Na prática, o argumento é o de que o texto está rígido e exige demais das empresas, que citaram como exemplos a necessidade de supervisão humana, um rol extensivo de avaliações preliminares e de impacto, e “diversas obrigações de publicização de informações que desafiam o avanço tecnológico, a segurança dos sistemas e o segredo de negócio”.
A convocatória deu certo: em 24h, dezenas de organizações assinaram a carta, dentre elas o Conselho Digital, o Movimento Inovação Digital e entidades como Fecomercio e a Associação Brasileira das Empresas de Segurança Eletrônica, a Abese. O adiamento da votação foi comemorado como uma “pequena vitória” por Luis Fernando Prado, advogado e conselheiro da Abria, em post no Linkedin.
O argumento se repete
Um dos principais argumentos usados pelo setor privado, reciclado da tramitação do PL 2630, é de que a regulamentação de IA acabaria com a inovação no setor.
Segundo a carta da Abria, faltam dispositivos e instrumentos que “sirvam como mecanismos de fomento da IA no Brasil, de modo a incentivar a inovação e o surgimento de novas empresas de base tecnológica”.
Mas o argumento não se sustenta, segundo especialistas. “É justamente o contrário”, disse Paulo Rená da Silva Santarém, doutorando em regulação de políticas públicas de tecnologia na Universidade de Brasília e um dos gestores do processo que culminou no Marco Civil da Internet.

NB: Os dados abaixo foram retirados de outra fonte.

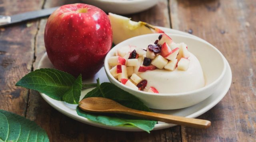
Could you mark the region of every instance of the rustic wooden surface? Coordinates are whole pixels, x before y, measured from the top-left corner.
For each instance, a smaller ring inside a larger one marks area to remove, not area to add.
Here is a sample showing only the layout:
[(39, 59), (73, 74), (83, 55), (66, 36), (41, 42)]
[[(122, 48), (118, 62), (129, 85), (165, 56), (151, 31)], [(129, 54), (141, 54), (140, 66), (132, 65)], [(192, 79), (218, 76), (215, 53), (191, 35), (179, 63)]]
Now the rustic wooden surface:
[[(0, 0), (0, 15), (50, 8), (79, 0)], [(232, 84), (224, 98), (198, 117), (207, 130), (176, 126), (145, 132), (109, 130), (84, 124), (50, 106), (36, 91), (15, 84), (36, 68), (45, 52), (47, 18), (0, 28), (0, 109), (34, 121), (51, 142), (255, 141), (256, 140), (256, 2), (255, 0), (161, 0), (135, 21), (172, 27), (207, 41), (228, 61)]]

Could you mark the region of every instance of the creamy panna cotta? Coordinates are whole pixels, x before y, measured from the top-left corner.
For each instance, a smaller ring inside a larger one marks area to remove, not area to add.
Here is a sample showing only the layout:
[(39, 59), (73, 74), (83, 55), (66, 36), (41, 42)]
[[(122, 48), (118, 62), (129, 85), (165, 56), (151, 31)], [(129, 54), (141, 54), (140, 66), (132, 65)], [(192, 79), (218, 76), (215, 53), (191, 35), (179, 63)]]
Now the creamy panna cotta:
[(124, 85), (154, 93), (179, 93), (205, 86), (200, 63), (184, 43), (164, 33), (148, 47), (128, 45), (108, 59), (110, 72)]
[(137, 72), (138, 76), (148, 81), (145, 89), (154, 86), (160, 93), (178, 93), (204, 86), (204, 74), (200, 63), (193, 54), (190, 53), (190, 62), (186, 70), (179, 70), (176, 68), (173, 71), (157, 69)]

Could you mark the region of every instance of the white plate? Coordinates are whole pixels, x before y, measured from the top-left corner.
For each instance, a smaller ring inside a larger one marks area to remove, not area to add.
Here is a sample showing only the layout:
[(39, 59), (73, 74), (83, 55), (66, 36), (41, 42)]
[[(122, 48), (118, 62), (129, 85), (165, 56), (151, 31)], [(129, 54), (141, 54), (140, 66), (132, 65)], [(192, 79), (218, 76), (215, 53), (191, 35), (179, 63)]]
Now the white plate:
[(158, 0), (82, 0), (97, 6), (105, 12), (115, 14), (129, 14), (149, 9), (158, 2)]
[[(199, 39), (202, 40), (202, 39), (194, 35), (181, 31), (162, 27), (160, 27), (160, 28), (166, 33), (186, 35), (196, 37)], [(171, 110), (153, 109), (152, 111), (155, 112), (166, 114), (183, 116), (189, 118), (196, 118), (212, 108), (224, 97), (228, 91), (231, 85), (232, 80), (231, 70), (228, 61), (226, 59), (225, 60), (227, 64), (227, 68), (223, 80), (221, 82), (219, 87), (216, 89), (216, 91), (207, 99), (196, 105), (184, 109)], [(46, 53), (40, 60), (38, 68), (52, 68), (53, 67)], [(109, 82), (106, 76), (104, 69), (102, 68), (94, 78), (87, 80), (84, 81), (83, 83), (96, 83), (96, 80), (98, 78), (100, 78), (101, 82)], [(87, 92), (92, 89), (90, 89), (82, 91), (80, 99), (83, 97)], [(127, 131), (142, 131), (142, 130), (136, 127), (121, 126), (112, 126), (91, 121), (88, 119), (77, 115), (75, 109), (76, 105), (69, 105), (62, 101), (53, 99), (43, 93), (40, 93), (40, 94), (48, 103), (58, 111), (66, 116), (83, 123), (99, 127), (112, 130)], [(156, 124), (155, 126), (154, 130), (163, 129), (175, 125), (173, 124), (159, 122), (158, 124)]]

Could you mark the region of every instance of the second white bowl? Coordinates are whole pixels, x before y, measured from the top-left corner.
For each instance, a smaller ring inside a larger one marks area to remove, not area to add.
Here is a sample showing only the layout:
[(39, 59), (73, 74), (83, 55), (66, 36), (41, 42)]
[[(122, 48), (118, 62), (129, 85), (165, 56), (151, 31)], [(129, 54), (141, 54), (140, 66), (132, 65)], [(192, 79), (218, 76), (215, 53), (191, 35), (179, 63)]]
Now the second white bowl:
[(129, 14), (146, 10), (156, 5), (158, 0), (82, 0), (107, 12)]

“Sem regras bem definidas, o setor no futuro será forçado a lidar com a necessidade de adequação, desperdiçando muito dos esforços de desenvolvimento, além do custo social incalculável. Sendo uma tecnologia de ponta, em vez de sufocar a inovação, uma regulação jurídica irá impulsionar um ecossistema mais seguro, ético e sustentável para a IA”, disse Rená.